Orthopedist Questions New Study on Back Pain
July 3, 2014
GREAT NECK, NY -- A New York orthopedist is questioning the findings in a new study that says epidural steroid injections may not help relieve back and leg pain.
“This is another study that we need to take very seriously, but my experience is that patients do benefit,” said Thomas Mauri, MD, vice chairman of Orthopedic Surgery at Long Island Jewish Medical Center and North Shore University Hospital and chief of the Division of Spinal Surgery at North Shore University Hospital.
“When we have studies that have a larger number of subjects involved in them, then we will be able to tease out the differences in how patients respond to different treatments. “
The study, published July 2 in the New England Journal of Medicine, involved 400 patients with spinal stenosis. Patients were given steroid injections and an anesthetic for six weeks. The researchers found that the combination of medications was no more effective than the anesthetic alone.
Spinal stenosis is generally caused by arthritis of the spine and usually occurs in older patients, Dr. Mauri says, although younger patients can get it as well.

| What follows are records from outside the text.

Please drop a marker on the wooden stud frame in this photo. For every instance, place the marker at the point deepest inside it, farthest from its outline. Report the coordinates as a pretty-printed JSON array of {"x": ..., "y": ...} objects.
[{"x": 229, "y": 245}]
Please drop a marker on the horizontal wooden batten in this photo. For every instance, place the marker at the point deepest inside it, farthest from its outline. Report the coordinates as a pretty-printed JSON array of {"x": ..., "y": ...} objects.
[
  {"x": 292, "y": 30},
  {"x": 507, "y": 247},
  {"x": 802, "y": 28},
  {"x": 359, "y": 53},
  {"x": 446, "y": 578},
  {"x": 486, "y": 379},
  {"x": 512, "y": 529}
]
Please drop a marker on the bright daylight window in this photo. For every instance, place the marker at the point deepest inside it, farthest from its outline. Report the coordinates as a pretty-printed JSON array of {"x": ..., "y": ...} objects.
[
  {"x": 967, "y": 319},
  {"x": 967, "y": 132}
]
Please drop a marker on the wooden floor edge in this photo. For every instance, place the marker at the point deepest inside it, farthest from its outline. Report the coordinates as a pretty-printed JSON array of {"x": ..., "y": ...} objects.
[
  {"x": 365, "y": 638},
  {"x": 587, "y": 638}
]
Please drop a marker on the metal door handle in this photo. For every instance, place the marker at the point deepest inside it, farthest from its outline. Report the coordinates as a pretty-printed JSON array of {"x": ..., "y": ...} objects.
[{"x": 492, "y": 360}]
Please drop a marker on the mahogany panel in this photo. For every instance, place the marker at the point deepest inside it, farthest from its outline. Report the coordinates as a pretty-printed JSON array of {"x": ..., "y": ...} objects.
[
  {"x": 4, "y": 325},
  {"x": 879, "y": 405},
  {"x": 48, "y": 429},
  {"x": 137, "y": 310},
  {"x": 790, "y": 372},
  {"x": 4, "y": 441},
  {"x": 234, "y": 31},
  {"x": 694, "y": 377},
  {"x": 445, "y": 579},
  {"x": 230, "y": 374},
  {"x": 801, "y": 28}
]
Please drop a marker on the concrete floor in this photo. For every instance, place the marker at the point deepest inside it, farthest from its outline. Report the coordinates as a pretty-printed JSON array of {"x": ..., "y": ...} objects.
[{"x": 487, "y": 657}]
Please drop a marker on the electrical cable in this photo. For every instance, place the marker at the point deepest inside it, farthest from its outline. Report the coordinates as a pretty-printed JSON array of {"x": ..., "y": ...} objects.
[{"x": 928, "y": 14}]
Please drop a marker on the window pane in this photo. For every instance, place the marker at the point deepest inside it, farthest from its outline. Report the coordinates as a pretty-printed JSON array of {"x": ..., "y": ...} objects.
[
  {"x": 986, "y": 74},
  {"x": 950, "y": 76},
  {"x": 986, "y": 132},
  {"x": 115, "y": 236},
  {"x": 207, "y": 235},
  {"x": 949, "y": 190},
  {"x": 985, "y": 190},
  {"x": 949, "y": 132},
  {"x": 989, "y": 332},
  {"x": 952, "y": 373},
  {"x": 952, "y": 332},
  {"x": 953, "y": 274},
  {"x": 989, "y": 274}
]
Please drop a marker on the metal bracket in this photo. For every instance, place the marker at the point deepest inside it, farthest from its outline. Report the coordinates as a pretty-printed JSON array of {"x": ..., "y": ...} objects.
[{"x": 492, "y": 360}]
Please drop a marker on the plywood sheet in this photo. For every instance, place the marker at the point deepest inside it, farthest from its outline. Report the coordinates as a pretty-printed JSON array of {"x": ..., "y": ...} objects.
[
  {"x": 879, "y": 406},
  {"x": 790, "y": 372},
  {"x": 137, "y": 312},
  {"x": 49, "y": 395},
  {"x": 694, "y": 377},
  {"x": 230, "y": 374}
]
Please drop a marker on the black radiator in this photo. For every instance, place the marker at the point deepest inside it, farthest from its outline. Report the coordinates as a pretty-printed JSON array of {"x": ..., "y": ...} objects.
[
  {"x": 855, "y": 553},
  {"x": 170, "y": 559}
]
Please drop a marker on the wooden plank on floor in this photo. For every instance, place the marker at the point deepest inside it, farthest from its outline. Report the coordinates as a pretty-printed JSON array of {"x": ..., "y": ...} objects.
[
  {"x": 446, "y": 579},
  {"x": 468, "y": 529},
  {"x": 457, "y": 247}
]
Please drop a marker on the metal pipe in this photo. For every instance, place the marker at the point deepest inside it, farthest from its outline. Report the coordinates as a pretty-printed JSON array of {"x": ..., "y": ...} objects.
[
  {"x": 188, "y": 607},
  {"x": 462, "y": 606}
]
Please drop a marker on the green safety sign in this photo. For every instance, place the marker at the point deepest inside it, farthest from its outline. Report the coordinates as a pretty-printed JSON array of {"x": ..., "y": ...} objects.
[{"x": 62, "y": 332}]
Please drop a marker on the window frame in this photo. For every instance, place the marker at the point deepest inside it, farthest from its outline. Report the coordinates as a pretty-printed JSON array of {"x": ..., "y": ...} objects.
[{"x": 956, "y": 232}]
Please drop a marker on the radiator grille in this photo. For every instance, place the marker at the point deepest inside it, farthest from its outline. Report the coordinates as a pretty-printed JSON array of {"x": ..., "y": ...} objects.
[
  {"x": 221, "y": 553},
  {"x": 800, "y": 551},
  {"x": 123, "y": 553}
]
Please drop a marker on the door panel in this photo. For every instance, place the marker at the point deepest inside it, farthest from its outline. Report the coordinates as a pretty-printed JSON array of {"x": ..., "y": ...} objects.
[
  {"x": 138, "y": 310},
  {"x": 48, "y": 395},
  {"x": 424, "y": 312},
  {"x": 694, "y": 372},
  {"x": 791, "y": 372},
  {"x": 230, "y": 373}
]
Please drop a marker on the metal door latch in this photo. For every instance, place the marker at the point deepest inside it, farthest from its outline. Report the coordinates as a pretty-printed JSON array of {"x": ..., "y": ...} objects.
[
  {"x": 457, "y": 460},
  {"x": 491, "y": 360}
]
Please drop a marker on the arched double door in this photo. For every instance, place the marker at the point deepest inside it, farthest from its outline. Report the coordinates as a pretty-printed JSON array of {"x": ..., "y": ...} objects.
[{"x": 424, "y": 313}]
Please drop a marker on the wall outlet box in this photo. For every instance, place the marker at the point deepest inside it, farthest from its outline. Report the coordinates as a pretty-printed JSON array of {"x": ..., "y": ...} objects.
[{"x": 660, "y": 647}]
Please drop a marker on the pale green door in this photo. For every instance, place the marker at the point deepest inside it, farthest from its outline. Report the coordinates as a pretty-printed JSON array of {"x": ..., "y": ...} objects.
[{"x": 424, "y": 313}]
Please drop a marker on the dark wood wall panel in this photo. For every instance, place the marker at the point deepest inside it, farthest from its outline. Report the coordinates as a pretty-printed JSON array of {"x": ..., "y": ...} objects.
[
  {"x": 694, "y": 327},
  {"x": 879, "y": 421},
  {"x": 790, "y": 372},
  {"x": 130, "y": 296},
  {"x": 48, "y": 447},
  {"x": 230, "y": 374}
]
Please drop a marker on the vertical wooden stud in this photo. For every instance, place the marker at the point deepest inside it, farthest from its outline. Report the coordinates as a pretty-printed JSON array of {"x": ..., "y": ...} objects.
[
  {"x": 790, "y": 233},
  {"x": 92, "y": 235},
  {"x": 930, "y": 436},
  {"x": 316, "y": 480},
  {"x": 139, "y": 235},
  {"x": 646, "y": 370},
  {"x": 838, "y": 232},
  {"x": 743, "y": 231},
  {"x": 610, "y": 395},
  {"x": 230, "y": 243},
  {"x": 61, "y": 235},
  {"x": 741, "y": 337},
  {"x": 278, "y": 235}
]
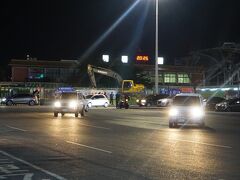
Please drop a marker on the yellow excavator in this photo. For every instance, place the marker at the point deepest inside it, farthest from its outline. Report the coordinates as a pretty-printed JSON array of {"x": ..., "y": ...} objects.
[{"x": 127, "y": 86}]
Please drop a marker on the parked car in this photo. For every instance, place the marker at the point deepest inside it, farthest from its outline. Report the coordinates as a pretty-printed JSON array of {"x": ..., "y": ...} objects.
[
  {"x": 97, "y": 100},
  {"x": 187, "y": 109},
  {"x": 229, "y": 105},
  {"x": 20, "y": 99},
  {"x": 150, "y": 100},
  {"x": 212, "y": 101},
  {"x": 164, "y": 102},
  {"x": 70, "y": 102}
]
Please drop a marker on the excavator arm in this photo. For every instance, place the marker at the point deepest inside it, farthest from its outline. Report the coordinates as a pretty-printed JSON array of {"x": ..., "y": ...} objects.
[{"x": 103, "y": 71}]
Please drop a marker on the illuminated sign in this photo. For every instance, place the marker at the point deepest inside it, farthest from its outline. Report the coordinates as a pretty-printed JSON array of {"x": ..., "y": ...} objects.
[{"x": 142, "y": 58}]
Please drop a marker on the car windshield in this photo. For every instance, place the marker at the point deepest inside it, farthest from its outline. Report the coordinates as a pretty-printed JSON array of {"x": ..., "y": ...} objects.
[
  {"x": 69, "y": 96},
  {"x": 186, "y": 100}
]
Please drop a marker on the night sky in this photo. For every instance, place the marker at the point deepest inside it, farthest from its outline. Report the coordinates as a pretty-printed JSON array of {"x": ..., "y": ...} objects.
[{"x": 57, "y": 29}]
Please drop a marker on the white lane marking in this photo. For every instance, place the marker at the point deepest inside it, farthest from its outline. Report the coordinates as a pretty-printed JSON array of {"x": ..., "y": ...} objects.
[
  {"x": 33, "y": 166},
  {"x": 99, "y": 127},
  {"x": 11, "y": 127},
  {"x": 90, "y": 147},
  {"x": 202, "y": 143}
]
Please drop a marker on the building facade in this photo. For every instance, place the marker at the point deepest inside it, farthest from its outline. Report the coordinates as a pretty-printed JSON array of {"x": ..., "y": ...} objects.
[{"x": 63, "y": 71}]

The condition causes a narrowing of the open spaces within the spine, which puts pressure on nerves and causes pain or numbness in the back and legs.
Injections for spinal stenosis are given in the lower spine just above the buttocks. But, other medications and methods are also used to alleviate pain, says Dr. Mauri.
“The injections are one other type of treatment,” says Dr. Mauri.” We sometimes give the same type of steroid by mouth prior to trying injections. We’ll also give them physical therapy and have them see a physiatrist for evaluation for other types of treatment.”
In some cases, says Dr. Mauri, the injections have allowed patients to avoid surgery.